Sunday, June 25, 2017

Heading out

I take a shower this morning. It is the last shower that I will take until I return on Friday afternoon.

I learn more about vision quest. It is a ceremony. It is crossing a threshold from where you are to where you will be. It is an intentional exploration and rite of passage to cleanse, to let go, to begin again.

This morning I am a bit anxious. And I welcome whatever experience comes.

Today we will establish a base camp. We will tarp the car so that it is protected from the blazing sun. We will go and find our fasting spots and establish a stone pile. Each day we will leave signs that all is well.

I wear a whistle that I will blow in three long blows if I am in trouble. Physically all seems relatively safe.

I have set my intention statement and I trust it will keep me focused.

I am thankful for all that has brought me here.

Your love bolsters me and I send you my blessings and love.


Saturday, June 24, 2017

First morning

I have arrived at M's house.  The travel was easy. There was a bit of a tight transfer in Denver and I walked briskly from Gate 21 to 93. Upon arrival at the gate the attendant asked me where I had come from. Gate 21, Newark.

"I wondered whether you folks might make it, you did well,"

I sat on the plane for about 15 minutes and at one point heard the cargo door open.  "My luggage," I thought.

And yep, there were a few anxious moments in Albuquerque, but there it was.  I was in New Mexico with all of my belongings.

It was 100 degrees there.  Arriving on the outskirts of Santa Fe, it was much cooler and there was a wind.  This morning I write from the back deck and I have my overalls and a fleece on.

I take some supplements to help with the altitude change. I'm at 7000 feet.

Today we will gather the gear together and prepare to go to the mountain tomorrow.

It has been a long time since I packed for an outdoor trip and I am remembering my days as a YMCA camp counselor.  I do feel like I am returning to my roots, which is a good thing as that is what I am after.

This morning while waking up, my mind was in a reflective space.  Am I really going to review my whole life in the week ahead?  There's a part of me that cringes with that thought.  There are truly some parts that I'm not sure that I do want to remember.

I remind myself that with this reflection there will be clarity and there will be grieving and, hopefully releasing.

In this moment I am thinking that it is enough to feel and not draw conclusions for those feelings.



Thursday, June 22, 2017

Getting Ready

 It feels like I'm ready for the weather.  Rainsuit.
 Over hooded fleece.
 Rainpants are okay over overalls.
Think that long johns will be fine under the overalls.

Need to find hat and gloves.  Assemble other things.  Journals.  Paints.
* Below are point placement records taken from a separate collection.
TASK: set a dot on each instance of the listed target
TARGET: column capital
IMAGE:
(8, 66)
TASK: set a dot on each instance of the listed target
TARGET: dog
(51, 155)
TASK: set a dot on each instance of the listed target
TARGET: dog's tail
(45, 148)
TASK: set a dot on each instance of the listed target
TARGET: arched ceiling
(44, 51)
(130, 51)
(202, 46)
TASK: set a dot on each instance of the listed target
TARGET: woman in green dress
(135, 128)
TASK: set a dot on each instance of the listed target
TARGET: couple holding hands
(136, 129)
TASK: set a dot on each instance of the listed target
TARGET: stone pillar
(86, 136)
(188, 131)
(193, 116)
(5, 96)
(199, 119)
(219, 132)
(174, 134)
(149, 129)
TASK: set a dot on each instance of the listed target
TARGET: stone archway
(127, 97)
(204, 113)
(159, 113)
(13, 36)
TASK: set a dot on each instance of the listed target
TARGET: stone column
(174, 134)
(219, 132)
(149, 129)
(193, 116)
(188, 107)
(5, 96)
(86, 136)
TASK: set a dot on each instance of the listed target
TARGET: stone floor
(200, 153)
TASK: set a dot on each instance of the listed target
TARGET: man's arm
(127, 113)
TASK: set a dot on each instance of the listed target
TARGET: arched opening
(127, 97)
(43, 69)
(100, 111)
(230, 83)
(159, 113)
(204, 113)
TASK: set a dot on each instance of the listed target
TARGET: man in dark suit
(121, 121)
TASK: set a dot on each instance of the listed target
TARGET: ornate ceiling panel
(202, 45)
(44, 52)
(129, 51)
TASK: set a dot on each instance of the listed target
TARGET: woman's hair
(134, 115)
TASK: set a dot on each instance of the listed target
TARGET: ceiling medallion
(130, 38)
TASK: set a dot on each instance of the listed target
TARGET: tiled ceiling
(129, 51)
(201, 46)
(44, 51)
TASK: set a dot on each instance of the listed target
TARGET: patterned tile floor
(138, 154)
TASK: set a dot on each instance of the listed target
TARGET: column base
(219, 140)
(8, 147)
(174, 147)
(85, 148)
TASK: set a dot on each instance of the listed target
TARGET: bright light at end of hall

Notebook.  Book.

Got parking reservations, e-ticket and printed, and arrangement for shuttle on the other side.

(Went to doctor today, eyes have troubles above 16,000 feet.  Good thing I'm only going 7500.)

I found a sunhat that I really like and I bought a insect screen to go over.  (I really do dislike bugs in my face.)

Getting ready to go on a vision quest.  Crazy.

Monday, June 19, 2017

Vision Quest

This time next week, I'll be one day into a four-day vision quest.  On a mesa at 7500 feet outside of Sante Fe, I will be hanging out.  Drinking water.  Journaliing, maybe.  Drawing, maybe.  Reading, maybe.  Becoming clear, hopefully.  Affirming a path forward, absolutely.

It makes me smile.  It feels like my old camp days.  On my own, a campsite, a simple life, a divine connection.

I need to concentrate, however, on some details.  Am I driving my car to the airport?  Have I arranged the shuttle from the Albuquerque to Sante Fe?  When am I'm going to "Alice's," our amazing outdoor sports store in Greeley, PA (go ahead, take a look how far off the beaten track that is!).  I need a rain suit.

I talk with M. about the details of the quest.

"What about animals?" I ask.  "Largest you'll probably see in a chipmunk.  Everything larger is up higher, where it is cooler and there is water."

"Great," I think to myself.  "What about bugs?"

"Ticks?"

"No. no gnats either.  Maybe black flies, and maybe deer flies.  I make peace with them when I arrive, and tell them this is my space."

"Does it work?" I asked.

"Sometimes," he said.  "And sometimes you have to become aggressive and go after them.  "Die, you bug, die!"

I moved on.  Reptiles?

"Lizards mostly.  A few snakes."

I asked.

"Some rattlers although they don't like people.  In all my time there, I've never seen one."

So it's a tarp, a ground cloth, a sleeping pad, four gallons of water, four days on the mountain.

M. tells me that by the third day I will start to feel lighter, both in the mind, but also in the body as my body starts to consume its own fat for fuel.

It takes the pressure off of my constant recognition that I would like to get rid of any excess fat. Today, I pat my tummy and thank it for feeding me next week.

I'd delighted to be home -- now with my three-year 1/2 time transition ministry on Long Island has ended.  I find it unbelievable that I get to live in this gorgeous river valley and do exactly what I am going to do.

With clarity from the mountain, of course.